XV PROLOGUE D’UNE SOMBRE HISTOIRE

C’était quelques mois après le duel de Saint-Cucufa, alors que le baron Raoul se jetait à corps perdu dans tous les excès, que Mlle Edmée de Simiane était morte, remerciant le ciel qui la délivrait du fardeau de la vie.

Trois mois plus tard, la baronne, qui n’avait pu résister à ce nouveau coup terrible qui venait de la frapper, avait suivi Edmée dans la tombe. La mort de la fille avait hâté la mort de la mère.

Mais depuis des années la baronne, souffreteuse, ne se soutenait que par de violents efforts de volonté. Le chagrin que lui causaient les désordres de son fils l’avait brisée ; sa santé, autrefois si belle, était devenue chétive, chancelante ; les tortures morales l’avaient minée sourdement, détruisant peu à peu toutes ses forces vitales.
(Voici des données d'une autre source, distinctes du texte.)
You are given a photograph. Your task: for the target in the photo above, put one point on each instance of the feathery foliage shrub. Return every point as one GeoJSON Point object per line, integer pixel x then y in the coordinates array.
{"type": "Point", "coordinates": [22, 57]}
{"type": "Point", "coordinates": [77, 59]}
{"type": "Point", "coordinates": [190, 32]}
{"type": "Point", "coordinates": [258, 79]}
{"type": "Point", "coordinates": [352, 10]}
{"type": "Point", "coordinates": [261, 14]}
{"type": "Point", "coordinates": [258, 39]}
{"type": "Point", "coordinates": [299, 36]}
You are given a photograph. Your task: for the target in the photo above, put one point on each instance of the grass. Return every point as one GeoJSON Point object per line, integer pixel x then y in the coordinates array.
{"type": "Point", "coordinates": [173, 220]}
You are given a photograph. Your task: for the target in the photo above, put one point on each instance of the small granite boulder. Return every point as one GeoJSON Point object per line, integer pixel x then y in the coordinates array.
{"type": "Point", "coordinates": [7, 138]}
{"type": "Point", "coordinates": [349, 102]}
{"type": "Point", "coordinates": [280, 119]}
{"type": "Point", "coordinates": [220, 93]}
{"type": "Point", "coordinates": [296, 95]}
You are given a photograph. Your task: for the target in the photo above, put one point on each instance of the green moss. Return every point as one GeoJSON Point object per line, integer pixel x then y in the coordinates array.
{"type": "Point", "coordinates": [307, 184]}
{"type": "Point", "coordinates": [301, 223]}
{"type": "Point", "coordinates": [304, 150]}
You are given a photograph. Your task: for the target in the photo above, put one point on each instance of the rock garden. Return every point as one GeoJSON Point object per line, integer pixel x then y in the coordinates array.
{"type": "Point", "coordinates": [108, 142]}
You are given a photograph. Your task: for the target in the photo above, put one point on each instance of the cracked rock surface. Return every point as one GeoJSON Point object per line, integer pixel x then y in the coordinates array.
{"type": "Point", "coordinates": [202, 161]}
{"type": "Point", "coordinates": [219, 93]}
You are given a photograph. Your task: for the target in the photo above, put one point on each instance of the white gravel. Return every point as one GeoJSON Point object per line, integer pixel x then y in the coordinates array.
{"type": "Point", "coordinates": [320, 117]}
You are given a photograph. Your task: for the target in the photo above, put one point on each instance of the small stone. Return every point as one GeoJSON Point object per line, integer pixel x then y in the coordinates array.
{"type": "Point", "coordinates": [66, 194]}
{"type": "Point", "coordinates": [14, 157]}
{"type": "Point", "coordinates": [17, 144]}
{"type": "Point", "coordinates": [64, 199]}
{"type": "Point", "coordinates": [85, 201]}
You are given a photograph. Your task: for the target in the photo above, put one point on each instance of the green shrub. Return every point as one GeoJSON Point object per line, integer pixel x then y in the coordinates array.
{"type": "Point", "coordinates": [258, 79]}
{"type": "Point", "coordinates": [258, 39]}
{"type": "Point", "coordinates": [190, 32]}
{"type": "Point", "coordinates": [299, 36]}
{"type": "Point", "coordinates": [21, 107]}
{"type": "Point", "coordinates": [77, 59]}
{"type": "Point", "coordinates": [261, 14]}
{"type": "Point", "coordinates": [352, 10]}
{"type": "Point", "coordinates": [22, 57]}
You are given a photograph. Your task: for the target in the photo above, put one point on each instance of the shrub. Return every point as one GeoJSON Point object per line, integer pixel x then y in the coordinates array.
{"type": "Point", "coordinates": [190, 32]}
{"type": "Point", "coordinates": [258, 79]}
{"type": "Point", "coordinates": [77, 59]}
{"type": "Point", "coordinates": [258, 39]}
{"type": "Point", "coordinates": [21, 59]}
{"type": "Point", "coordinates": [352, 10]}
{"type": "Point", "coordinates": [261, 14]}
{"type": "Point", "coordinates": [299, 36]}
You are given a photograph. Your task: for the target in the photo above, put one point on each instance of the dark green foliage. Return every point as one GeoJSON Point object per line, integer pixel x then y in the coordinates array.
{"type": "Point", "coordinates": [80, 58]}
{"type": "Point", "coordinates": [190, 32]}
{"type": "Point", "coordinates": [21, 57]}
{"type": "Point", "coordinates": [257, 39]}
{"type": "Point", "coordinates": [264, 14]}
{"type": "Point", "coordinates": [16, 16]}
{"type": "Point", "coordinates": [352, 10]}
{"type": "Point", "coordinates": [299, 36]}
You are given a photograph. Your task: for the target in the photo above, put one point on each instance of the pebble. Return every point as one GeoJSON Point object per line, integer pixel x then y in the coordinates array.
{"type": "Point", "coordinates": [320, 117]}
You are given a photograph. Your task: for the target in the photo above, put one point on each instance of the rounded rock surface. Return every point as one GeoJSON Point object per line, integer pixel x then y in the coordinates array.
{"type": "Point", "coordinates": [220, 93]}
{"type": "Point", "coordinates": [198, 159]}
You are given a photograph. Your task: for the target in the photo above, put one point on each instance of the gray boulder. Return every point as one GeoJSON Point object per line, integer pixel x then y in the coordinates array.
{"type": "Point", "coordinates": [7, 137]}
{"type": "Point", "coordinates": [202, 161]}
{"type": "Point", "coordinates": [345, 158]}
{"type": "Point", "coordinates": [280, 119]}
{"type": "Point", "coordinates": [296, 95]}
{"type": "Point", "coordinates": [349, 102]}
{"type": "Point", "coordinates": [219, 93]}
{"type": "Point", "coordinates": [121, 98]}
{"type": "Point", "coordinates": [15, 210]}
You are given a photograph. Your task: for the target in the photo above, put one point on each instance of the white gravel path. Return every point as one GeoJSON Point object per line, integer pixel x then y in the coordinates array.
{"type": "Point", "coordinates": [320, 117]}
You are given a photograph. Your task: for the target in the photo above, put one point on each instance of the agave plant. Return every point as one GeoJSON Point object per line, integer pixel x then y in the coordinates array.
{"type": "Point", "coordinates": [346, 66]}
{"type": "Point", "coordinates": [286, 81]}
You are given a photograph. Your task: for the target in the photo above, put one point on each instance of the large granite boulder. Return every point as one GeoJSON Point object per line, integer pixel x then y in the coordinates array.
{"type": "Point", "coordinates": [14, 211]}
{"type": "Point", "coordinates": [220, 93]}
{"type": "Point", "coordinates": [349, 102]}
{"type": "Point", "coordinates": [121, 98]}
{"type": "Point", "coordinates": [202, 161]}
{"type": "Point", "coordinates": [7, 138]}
Edmée de Simiane était une charmante jeune fille très intelligente, bonne, gracieuse, d’une distinction parfaite, et qui n’avait pas encore vingt-trois ans lorsque la mort était venue la prendre.

Hélas ! la mort est cruelle, elle ne respecte rien, ni la jeunesse, ni la beauté ; quand elle a désigné une victime, elle la saisit comme une proie depuis longtemps guettée.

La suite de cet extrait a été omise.